A recent audit finds that women in Salt Lake City government jobs make 93 cents for every dollar a man earns. But Utah is tied with Louisiana for states at the bottom when it comes to pay equity, with women in each state earning 70 cents for every dollar a man is paid, a 2016 survey from the National Women's Law Center finds.

Biskupski says pay disparity can have a huge economic impact on women and their families, amounting to billions of dollars lost every year for what they can spend on education, healthcare and housing. Last year she enacted a gender-neutral family leave policy to give employees six weeks of paid leave regardless of years on the job.

"Salt Lake City has a responsibility to show others in the state how promoting equity, fairness, and diversity benefits our community," Biskupski says in a statement.
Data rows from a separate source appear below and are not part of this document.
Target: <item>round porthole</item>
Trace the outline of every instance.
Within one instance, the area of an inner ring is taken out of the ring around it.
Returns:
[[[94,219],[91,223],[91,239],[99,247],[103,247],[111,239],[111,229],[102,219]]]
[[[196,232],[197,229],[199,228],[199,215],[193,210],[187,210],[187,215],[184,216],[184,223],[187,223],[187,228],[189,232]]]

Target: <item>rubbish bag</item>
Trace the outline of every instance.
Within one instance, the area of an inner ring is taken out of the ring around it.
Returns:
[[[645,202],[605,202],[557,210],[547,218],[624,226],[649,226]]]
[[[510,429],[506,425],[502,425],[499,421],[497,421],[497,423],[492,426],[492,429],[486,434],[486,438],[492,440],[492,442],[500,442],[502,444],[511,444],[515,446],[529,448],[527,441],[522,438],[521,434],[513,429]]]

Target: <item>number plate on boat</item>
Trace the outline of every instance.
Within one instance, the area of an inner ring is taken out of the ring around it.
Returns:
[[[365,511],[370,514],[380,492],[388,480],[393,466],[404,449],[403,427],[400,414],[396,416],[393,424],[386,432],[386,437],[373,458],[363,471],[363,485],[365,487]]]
Pittsburgh also took action at the start of Women's History Month by welcoming members for its first-ever Gender Equity Commission, PublicSource reports. The commission's mission is to "dismantle gender inequalities in our city," says anupama jain, the city's executive director. "It is not change that will happen tomorrow," jain says.

Pittsburgh has a pay gap where men earn more than women and white people, on average earn more than people of color, PublicSource reported last year. For example, women working for the City of Pittsburgh made 83 cents for every dollar a man earned in 2016.

Pittsburgh's gender equity commission will write bylaws and is working on a request for proposals for hiring an expert to prepare a "gender analysis," PublicSource reports. Based on the analysis, the commission will put together a five-year plan as well as offer recommendations on how city departments can improve gender equality.

"When you have generations and centuries of gender inequality, which is the reality...we've got decades to go until, as a country, we actually have gender parity," jain says.

Government agencies and companies hoping their women employees will not flee for better paying jobs may be in for a surprise. A new Randstad survey finds that 80% of women would go to another employer that had superior gender equality.

Factors that may drive women away include a lack of opportunities for leadership roles and mentorship programs, and gaps in pay. For 58% of the women surveyed, the top reason for gender inequality at their employer was the dearth of promotions to leadership positions. That compares to 34% of men who said the same.

The survey also finds that 53% of all employees cite unequal compensation as the top reason for gender inequality and 49% blame old biases and stereotypes as the second biggest reason.

"In order to move the needle in a meaningful way, it is the utmost responsibility of corporate leaders to invest in programs that will help retool and empower women for future success," says Audra Jenkins, chief diversity and inclusion officer, Randstad North America. "For companies that fail to establish an inclusive workplace, attracting and retaining quality talent will be a major challenge in the years ahead."